Day 301: Right to the Point by Quinn Dombrowski (CC BY-SA 2.0) https://flic.kr/p/h4VwhW

Day 301: Right to the Point by Quinn Dombrowski (CC BY-SA 2.0) https://flic.kr/p/h4VwhW

News

Federal Court of Appeal Rejects Access Copyright Bid to Overturn Board Ruling on Insubstantial Copying, Fair Dealing

The Federal Court of Appeal last week issued a long-delayed decision in a judicial review of a Copyright Board decision involving Access Copyright and copying by employees of provincial governments. I covered the initial board decision in 2015, noting that it delivered a devastating defeat to the copyright collective. Access Copyright filed for judicial review of the decision. Last week the Federal Court of Appeal upheld the Board’s decision.

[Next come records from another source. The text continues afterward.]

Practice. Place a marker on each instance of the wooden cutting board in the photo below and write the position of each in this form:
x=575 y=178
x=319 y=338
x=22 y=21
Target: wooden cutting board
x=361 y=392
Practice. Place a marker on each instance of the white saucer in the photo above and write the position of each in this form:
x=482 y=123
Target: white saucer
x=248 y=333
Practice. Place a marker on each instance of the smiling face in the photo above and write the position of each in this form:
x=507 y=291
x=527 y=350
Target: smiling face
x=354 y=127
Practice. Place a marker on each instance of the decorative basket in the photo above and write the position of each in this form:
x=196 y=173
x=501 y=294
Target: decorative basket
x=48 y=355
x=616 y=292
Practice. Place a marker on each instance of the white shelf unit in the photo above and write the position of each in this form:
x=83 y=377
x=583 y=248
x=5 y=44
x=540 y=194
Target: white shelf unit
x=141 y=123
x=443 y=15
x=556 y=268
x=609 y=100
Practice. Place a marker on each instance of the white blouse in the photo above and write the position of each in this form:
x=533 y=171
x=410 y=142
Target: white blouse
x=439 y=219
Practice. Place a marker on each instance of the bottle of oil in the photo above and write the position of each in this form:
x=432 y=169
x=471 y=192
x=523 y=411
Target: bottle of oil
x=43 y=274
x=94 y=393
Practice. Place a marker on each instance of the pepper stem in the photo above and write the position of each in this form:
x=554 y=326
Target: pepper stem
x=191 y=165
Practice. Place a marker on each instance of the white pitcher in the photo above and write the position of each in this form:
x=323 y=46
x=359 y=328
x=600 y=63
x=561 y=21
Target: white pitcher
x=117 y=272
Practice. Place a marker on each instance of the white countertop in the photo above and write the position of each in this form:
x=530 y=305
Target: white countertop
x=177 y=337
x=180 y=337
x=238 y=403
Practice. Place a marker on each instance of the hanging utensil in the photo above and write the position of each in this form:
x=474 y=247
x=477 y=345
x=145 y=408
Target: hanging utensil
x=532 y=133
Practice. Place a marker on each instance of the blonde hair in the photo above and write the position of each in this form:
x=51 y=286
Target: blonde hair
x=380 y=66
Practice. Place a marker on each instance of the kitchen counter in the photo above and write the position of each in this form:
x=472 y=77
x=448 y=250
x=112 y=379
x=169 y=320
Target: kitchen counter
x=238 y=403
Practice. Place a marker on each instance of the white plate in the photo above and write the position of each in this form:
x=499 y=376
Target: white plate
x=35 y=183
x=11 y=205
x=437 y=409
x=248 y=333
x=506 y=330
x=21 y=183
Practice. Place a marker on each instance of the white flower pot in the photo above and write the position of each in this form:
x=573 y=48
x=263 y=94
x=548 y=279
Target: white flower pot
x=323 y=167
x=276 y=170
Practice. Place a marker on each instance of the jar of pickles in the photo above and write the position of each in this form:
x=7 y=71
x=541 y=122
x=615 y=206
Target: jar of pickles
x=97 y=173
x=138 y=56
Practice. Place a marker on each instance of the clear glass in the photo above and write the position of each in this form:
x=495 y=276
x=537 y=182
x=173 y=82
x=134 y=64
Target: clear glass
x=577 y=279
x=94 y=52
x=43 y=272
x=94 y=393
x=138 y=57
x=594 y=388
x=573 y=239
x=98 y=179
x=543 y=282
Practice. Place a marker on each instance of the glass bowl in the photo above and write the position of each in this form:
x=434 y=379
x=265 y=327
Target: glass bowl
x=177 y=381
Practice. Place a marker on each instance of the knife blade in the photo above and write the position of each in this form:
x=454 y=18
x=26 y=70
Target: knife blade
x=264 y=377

While much of the decision involves a legal analysis of the standard of review, copyright watchers will be particularly interested in the discussion on insubstantial copying and fair dealing. The insubstantial copying aspect of the decision was very important, as board established a standard: 1 to 2 pages of a work, not constituting more than 2.5 percent of the entire work. For limited copying of this kind, fair dealing does not even enter into the analysis, since the Copyright Act only protects a work or a substantial portion thereof. Mirroring efforts to develop reasonable percentages for fair dealing, the Board developed a standard as a reasonable approximation of what constitutes insubstantial copying.

Access Copyright argued strongly against the use of a bright-line test for insubstantial copying (much like it argues against such a test for fair dealing). The court, however, was very supportive of establishing a standard:

There is much to be said for the Board’s adoption of a bright-line rule. It provides guidance to government employees concerning what copying is permitted because it is insubstantial. The respondents other than British Columbia suggest the following (at para. 107 of their memorandum) and I agree:

In the absence of the bright line rule adopted by the Board, individual government employees would obviously reach widely varying conclusions as to what is, and is not, a substantial part of a published work. One employee, for example, could consider 1% of a work to be substantial while another could set that threshold at 5%. To avoid such different, and likely conflicting, interpretations as to what the term “substantial” means, [we submit] that the bright line rule established by the Board is entirely reasonable.

Under the reasonableness standard, the Board is permitted a significant margin of appreciation in determining the method by which the tariff should be set. Based on the foregoing, I am not persuaded that the Board proceeded in an unacceptable or indefensible way.

This aspect of the decision is hugely important for three reasons. First, it confirms that 1 to 2 pages of a work, not constituting more than 2.5 percent of the entire work, can reasonably be viewed as insubstantial copying. That standard will be useful for short excerpts that do not even trigger a fair dealing analysis.  Second, the insubstantial standard helps support the reasonableness of up to 10% of a work constituting fair dealing since it must obviously involve considerably more than 2.5% of a work. Third, the court’s support for a bright line rule undermines Access Copyright’s arguments against such an approach with fair dealing. Indeed, the court recognizes that standards benefit both creators and users by providing greater certainty and consistency in approach.

Access Copyright also argued against the Board’s interpretation of fair dealing. In my summary of the board’s decision, I noted:

Access Copyright tested the same fair dealing theories that it uses when contesting the education communities’ fair dealing approach. It lost on every claim. Indeed, the Board’s approach is consistent with the fair dealing guidelines that have been adopted by universities, colleges, and K-12 schools.

While Access Copyright was successful at trial in the York case, that case is now under appeal. In this case, Access Copyright had unsuccessfully argued before the Board that the fair dealing user is the government, not the individual employee making copies; the government was hiding behind the employees’ permitted purposes; and the need to consider aggregate copies as part of the character of the dealing. If these arguments sound familiar, they strongly echo arguments in the York case. The Board rejected Access Copyright’s arguments and the Federal Court of Appeal just upheld the Board’s conclusion:

in its assessment of fair dealing the Board faithfully applied the teachings of the Supreme Court to the particular evidence in this particular case, assigning weight to the evidence before it as it is entitled to do. It reached a conclusion that was acceptable and defensible.

As the York case winds its way through the appellate process, this Federal Court of Appeal decision could prove pivotal, upholding many of the arguments from the education community and providing further evidence of the mistakes made by the York trial court judge.